There’s an assumption, these days, that systems whose basic design principles and strategies have been around for twenty years are, by this time, working pretty well. If you think that, consider the following.

A person I know well was asked to evaluate the effectiveness of some automated replenishment software at a retailer of his acquaintance. The automated replenishment system had been built to optimize inventory levels, so it automatically asked for replenishment when inventory was low.

What he found was that the store managers were systematically ignoring the replenishment requests and overriding them. Hah. We all know about this, right? Stupid, willfull store managers ignoring the mathematically sophisticated system that was calculating real supply and demand. The real trouble with business is people, right?

Not at all. It turns out that the best way to optimize inventory levels is to delay orders. (First day, Supply Chain 101). The peak days for the stores were Thursday, Friday, and Saturday. Since the stores got daily deliveries, taht meant that the peak replenishment days were…Thursday, Friday, and Saturday. Unfortunately, the store managers didn’t want deliveries on those days. They didn’t have the staff for it. They wanted deliveries on slow days, when the staff would be available for it. So every week, they were going into the system and moving the replenishment requests forward to Monday and Tuesday. Every single week. For thousands of SKUs.

Now there’s a good use for managers’ time.

My friend is a skeptical sort, though very helpful. So before throwing up his hands, he tried to decide whether they were doing the right thing. He wrote an optimization algorithm that optimized deliveries based on inventory levels AND labor costs. Guess what. The store managers were doing exactly the right thing. His algorithm slightly outperformed the managers, probably because they had to do all that changing by hand. But the outcomes (the actual outcomes by the store managers and his theoretically optimal outcomes calculated by his algorithm) were very close.

And yes, he did leave the algorithm behind him, so now the managers don’t have to do it by hand any more.

So here’s what we know. Basically, the people who wrote the automated replenishment system had done a bad job. They had written an “advanced,” “automated,” replenishment system that optimized decision-making, but they had optimized on the wrong thing. So instead of providing a system that did optimal, automated ordering, they created a system that generated thousands of orders, each of which had to be corrected by the highest paid person at the store.

And until my friend came along, nobody seemed to know about it.

Now, I’m not saying who is responsible for this, whether it is a commercial replenishment system or a custom-built replenishment system. But what I can say is that all the commercial replenishment systems that I know about do it in exactly the same way; they optimize around inventory levels.

Why do they do that? Well, for one thing, the system is self-contained. They have the inventory information available in the same system, so adding in an optimization doesn’t require any integration.

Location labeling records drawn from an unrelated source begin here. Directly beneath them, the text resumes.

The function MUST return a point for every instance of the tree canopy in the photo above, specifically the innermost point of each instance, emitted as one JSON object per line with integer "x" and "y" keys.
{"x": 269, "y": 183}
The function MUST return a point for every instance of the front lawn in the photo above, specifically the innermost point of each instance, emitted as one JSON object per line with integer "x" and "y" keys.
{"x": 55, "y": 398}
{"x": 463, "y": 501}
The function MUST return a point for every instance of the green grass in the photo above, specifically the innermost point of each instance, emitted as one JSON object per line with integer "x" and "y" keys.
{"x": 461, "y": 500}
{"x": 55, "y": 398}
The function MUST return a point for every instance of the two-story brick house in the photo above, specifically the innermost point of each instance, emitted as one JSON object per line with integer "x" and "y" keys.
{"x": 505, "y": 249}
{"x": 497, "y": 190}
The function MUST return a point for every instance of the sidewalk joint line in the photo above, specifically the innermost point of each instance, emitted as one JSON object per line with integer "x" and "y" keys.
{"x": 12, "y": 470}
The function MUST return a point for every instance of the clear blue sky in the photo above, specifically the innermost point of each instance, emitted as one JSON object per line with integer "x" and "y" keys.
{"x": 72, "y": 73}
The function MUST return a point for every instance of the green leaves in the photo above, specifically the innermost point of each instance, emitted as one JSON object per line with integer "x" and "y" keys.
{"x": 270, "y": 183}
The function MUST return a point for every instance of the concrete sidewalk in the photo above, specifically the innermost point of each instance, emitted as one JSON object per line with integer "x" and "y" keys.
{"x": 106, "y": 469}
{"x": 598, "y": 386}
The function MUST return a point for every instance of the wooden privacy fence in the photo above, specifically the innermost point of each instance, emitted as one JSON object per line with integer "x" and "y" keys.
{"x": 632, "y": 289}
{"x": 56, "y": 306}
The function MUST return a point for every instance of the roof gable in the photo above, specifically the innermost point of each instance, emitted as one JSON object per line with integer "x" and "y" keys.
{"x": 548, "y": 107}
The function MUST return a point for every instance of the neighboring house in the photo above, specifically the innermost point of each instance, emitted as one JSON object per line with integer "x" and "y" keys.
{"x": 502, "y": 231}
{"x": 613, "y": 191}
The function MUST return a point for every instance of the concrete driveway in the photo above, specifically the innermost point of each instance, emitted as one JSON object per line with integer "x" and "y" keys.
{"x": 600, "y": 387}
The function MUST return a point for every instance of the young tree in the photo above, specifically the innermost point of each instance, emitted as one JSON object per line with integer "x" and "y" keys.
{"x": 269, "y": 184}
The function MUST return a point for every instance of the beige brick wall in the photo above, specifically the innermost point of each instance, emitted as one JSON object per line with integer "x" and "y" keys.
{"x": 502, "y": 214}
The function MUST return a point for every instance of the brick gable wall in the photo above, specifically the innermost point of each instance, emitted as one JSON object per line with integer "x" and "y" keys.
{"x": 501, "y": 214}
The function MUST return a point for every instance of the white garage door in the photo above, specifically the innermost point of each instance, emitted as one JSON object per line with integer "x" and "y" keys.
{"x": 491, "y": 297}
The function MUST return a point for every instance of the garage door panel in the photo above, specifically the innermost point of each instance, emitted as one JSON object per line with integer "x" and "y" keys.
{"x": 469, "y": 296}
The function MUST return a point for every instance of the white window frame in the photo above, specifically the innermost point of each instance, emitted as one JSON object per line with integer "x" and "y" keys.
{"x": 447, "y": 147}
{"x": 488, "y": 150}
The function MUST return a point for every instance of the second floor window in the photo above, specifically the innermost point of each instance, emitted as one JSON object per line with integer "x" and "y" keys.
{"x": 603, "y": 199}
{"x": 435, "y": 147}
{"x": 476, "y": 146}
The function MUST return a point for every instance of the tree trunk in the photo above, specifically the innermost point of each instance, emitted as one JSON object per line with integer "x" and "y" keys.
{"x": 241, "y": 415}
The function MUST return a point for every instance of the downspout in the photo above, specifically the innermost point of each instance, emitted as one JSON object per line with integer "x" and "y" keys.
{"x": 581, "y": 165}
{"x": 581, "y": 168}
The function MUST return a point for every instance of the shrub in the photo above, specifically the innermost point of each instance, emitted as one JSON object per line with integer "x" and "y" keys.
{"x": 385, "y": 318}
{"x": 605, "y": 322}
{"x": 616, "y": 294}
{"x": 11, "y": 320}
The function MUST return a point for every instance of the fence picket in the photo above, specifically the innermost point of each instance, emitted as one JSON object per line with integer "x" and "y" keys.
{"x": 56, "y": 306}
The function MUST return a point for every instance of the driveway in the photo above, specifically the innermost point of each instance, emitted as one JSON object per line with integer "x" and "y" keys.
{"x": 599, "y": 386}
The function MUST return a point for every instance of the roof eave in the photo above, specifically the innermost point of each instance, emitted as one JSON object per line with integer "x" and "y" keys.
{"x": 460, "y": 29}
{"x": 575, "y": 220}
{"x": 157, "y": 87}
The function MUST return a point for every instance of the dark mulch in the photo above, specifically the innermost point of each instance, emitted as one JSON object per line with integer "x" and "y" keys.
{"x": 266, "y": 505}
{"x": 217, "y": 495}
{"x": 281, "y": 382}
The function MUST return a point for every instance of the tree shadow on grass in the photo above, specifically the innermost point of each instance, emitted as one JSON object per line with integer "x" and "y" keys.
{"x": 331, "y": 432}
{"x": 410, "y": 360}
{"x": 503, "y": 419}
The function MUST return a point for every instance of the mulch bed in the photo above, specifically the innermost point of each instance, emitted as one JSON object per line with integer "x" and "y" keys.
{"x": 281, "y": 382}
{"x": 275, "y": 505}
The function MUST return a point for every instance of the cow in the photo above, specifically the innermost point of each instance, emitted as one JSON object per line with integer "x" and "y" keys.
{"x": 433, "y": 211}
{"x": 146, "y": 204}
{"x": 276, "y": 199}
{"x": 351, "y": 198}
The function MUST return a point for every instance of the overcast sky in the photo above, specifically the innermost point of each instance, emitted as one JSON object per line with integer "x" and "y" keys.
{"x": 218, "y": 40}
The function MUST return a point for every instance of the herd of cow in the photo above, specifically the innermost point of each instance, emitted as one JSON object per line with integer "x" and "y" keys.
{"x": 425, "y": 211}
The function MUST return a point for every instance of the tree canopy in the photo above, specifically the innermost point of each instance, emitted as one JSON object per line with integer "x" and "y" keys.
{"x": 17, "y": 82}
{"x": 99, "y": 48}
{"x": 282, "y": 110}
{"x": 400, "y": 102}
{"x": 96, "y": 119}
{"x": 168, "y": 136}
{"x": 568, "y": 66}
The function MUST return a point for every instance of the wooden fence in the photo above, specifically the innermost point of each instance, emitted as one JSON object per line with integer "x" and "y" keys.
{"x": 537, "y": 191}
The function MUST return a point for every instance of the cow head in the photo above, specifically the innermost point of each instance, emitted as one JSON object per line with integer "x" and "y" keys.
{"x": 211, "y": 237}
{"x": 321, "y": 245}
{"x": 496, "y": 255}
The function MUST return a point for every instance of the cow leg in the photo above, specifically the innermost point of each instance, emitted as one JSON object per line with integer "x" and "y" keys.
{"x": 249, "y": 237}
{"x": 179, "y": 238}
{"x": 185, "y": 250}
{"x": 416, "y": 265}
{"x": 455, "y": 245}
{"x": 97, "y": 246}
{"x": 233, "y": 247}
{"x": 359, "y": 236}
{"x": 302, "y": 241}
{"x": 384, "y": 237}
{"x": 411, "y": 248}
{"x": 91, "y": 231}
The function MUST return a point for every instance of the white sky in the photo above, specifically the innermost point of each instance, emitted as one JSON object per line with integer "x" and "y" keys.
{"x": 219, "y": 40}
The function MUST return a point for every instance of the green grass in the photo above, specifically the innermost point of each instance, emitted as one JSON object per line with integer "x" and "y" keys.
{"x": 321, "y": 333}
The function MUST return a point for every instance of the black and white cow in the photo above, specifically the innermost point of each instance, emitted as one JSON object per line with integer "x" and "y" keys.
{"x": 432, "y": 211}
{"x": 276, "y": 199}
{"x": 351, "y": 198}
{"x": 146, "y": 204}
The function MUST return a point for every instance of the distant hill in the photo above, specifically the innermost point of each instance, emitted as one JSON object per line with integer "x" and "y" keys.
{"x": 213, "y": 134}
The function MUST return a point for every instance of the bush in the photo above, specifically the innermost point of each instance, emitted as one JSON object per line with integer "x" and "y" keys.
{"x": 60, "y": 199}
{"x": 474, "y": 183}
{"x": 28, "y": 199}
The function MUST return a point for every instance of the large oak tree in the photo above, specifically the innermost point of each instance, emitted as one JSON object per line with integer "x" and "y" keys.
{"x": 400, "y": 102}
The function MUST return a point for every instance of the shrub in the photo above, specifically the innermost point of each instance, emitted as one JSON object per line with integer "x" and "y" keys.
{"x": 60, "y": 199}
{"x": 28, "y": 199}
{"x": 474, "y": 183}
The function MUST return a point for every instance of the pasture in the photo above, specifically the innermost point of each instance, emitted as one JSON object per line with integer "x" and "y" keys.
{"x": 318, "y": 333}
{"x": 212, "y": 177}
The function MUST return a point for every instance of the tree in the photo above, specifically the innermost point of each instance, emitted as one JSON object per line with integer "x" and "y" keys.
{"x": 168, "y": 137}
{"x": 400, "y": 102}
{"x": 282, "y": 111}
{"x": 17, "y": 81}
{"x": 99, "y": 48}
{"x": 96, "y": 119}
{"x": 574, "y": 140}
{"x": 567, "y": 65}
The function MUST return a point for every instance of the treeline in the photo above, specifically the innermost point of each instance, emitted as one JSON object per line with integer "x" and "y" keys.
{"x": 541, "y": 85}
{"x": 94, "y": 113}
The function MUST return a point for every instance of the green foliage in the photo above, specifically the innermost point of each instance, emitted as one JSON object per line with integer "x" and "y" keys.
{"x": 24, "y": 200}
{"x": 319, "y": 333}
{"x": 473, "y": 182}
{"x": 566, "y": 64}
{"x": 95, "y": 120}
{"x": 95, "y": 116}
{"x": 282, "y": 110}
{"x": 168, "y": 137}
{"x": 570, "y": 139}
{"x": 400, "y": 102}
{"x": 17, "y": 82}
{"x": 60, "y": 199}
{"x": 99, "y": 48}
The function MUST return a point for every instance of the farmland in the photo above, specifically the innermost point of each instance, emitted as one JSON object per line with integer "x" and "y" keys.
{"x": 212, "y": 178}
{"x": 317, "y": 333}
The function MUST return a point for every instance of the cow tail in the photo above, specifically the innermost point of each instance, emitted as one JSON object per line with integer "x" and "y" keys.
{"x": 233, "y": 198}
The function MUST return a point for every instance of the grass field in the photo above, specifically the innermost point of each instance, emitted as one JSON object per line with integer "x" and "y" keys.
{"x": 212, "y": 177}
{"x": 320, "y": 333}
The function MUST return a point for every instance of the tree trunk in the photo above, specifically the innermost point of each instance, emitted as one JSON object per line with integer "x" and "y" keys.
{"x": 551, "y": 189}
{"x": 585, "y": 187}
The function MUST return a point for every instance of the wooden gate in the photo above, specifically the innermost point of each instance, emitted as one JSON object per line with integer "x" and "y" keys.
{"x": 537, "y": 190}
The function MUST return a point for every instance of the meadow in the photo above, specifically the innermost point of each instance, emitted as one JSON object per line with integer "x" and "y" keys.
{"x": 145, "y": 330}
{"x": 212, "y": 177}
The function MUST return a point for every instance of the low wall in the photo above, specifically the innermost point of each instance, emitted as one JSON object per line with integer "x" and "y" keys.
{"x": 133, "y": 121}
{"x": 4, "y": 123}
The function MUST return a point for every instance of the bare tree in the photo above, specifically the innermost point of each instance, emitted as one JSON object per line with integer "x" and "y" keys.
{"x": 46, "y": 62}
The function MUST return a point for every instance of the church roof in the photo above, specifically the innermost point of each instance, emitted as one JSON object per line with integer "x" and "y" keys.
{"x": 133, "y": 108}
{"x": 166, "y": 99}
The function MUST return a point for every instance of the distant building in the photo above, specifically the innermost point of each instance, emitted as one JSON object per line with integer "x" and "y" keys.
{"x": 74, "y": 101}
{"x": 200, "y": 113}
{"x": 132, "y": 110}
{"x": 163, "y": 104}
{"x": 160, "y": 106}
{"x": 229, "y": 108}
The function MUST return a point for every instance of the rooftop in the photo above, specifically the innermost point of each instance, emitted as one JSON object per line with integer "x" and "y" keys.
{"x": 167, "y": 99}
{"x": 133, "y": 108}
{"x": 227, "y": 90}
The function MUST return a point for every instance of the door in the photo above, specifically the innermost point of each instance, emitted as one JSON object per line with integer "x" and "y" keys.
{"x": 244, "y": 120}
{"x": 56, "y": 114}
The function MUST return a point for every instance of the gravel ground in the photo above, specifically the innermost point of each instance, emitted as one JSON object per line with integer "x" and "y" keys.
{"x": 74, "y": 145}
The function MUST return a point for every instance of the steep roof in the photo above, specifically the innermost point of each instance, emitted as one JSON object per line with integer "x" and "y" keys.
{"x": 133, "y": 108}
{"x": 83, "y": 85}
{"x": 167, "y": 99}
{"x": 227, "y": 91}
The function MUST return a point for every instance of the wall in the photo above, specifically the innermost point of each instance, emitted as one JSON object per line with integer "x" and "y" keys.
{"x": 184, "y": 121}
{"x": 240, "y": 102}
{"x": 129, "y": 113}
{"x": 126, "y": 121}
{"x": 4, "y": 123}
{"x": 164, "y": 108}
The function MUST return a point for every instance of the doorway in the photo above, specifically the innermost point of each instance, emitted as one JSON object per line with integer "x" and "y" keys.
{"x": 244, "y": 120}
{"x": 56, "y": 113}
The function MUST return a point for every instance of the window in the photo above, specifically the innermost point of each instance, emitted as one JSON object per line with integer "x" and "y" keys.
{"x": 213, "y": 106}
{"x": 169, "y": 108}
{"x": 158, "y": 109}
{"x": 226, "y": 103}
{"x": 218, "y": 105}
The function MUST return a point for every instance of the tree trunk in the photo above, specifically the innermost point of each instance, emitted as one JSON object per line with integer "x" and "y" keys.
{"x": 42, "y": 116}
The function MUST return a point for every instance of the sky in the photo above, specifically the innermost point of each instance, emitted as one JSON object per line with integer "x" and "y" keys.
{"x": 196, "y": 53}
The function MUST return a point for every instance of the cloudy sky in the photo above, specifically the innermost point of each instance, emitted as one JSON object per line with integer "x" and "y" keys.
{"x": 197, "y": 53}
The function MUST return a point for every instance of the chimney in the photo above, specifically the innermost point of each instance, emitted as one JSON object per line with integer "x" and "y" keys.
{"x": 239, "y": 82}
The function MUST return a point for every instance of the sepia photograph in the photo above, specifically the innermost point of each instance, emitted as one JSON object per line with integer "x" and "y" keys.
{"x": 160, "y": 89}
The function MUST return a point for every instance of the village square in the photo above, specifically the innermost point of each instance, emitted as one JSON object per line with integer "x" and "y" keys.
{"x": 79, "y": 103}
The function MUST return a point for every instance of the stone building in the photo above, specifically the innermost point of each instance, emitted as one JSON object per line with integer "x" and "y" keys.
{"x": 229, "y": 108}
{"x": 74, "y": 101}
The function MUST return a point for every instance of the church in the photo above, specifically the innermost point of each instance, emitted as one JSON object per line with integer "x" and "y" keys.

For another, the people who are building systems like this do not think like retailers (even though their customers are retailers). If they did, they would realize that the orders need to be staggered.

And for another, neither they nor their bosses nor the people who bought the system never, ever followed up on what they did. If they had followed up, they would realize that the system they built was not doing the job that it should.

What it should have done is generate the right orders automatically. But all it was actually doing was generating template orders all of which had to be inspected and corrected by hand. It wasn’t a complete wash. It did generate orders with roughly the right amounts (over a week). And, because of the way the system worked, some of the corrections were relatively rapid. (Sometimes, if you moved two orders forward, subsequent orders would automatically self-correct, because the system would reduce subsequent orders by the amount that had already been ordered.)

So is this some isolated instance? I don’t think so. As you probably know, the basic operation and design of these systems has been around for twenty years. All the commercial systems, so far as I know, optimize around inventory, without taking labor availability into account. If this particular system works very poorly because of a design error, there’s every reason to believe that others don’t work either.

If that’s the case, it’s a little scary. There have been a lot of automated replenishment systems put in over the past twenty years, and almost all of them have been justified by the claim that they kept inventory levels down to optimum levels. If that claim is wrong (because keeping inventory low necessarily entails excess labor costs), then there are a lot of systems out there that were sold and installed under false pretences and are now being used incorrectly.

The ironic thing about this is, of course, is that only a very little attention to how these systems are being used would not only show you the problem, but also show you the solution. To correct the system, you don’t need to integrate with a labor availability system (that would be hard and isn’t what my friend did). All you’d need to do is write a small program that corrected the timing, using the corrections that the humans were doing already as a guide.